In conclusion, solving the equation $3x - 5 + 2x = 25$ has provided a valuable opportunity to reinforce fundamental algebraic skills. Through a step-by-step approach, we successfully determined that $x = 6$ is the solution. This process involved combining like terms, isolating the variable, and verifying the solution, all of which are essential techniques in algebra. The ability to solve linear equations is not only crucial for academic success but also for various real-world applications. From everyday problem-solving to advanced scientific calculations, algebraic skills form the foundation for critical thinking and analytical reasoning. This exercise underscores the importance of mastering these skills to effectively tackle mathematical challenges and develop a deeper understanding of the subject.

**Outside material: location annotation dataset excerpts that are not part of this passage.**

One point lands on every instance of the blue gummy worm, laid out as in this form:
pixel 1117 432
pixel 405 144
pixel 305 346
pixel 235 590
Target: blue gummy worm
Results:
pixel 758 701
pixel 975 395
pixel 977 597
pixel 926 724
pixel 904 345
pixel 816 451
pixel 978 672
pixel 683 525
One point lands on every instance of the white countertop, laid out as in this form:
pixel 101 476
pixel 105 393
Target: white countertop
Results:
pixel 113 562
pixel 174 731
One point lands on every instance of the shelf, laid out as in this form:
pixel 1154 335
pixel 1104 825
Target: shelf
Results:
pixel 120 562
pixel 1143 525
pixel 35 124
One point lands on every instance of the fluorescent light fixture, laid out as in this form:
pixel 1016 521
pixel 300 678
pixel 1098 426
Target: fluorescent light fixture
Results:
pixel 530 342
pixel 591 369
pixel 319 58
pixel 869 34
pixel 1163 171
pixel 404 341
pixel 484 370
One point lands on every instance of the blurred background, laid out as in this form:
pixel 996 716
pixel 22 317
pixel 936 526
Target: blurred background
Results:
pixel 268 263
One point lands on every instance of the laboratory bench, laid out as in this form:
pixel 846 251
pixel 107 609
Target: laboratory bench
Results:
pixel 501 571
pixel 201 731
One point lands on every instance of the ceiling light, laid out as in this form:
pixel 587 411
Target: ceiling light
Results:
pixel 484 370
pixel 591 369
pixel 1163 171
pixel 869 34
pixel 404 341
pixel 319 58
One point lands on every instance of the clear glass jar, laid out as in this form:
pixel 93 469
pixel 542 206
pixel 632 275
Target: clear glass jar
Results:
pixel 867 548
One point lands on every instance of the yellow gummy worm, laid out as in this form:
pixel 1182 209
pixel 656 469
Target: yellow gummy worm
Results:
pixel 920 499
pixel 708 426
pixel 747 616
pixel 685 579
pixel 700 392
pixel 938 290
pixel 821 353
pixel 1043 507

The key takeaways from this exercise include the importance of a systematic approach to solving equations, the significance of combining like terms, the necessity of isolating the variable, and the value of verifying the solution. Each step in the process is designed to simplify the equation and bring us closer to the correct answer. Combining like terms allows us to consolidate the equation, making it easier to manipulate. Isolating the variable is the core objective of solving any equation, and it involves performing inverse operations to remove other terms from the same side of the equation. Verifying the solution ensures that our answer is accurate and satisfies the original equation. These principles are applicable to a wide range of algebraic problems and are essential for developing proficiency in mathematics.

Furthermore, the ability to solve linear equations is a gateway to more advanced mathematical concepts. As we progress in our mathematical journey, we will encounter more complex equations and systems of equations that build upon these fundamental skills. Understanding how to manipulate and solve linear equations is a prerequisite for tackling quadratic equations, inequalities, and more advanced algebraic topics. Moreover, these skills are crucial in fields such as physics, engineering, economics, and computer science, where mathematical modeling and problem-solving are essential. Therefore, investing time and effort in mastering algebraic skills is a worthwhile endeavor that will pay dividends in both academic and professional pursuits. The systematic approach and logical reasoning developed through solving equations are valuable assets that can be applied to a wide range of problem-solving scenarios.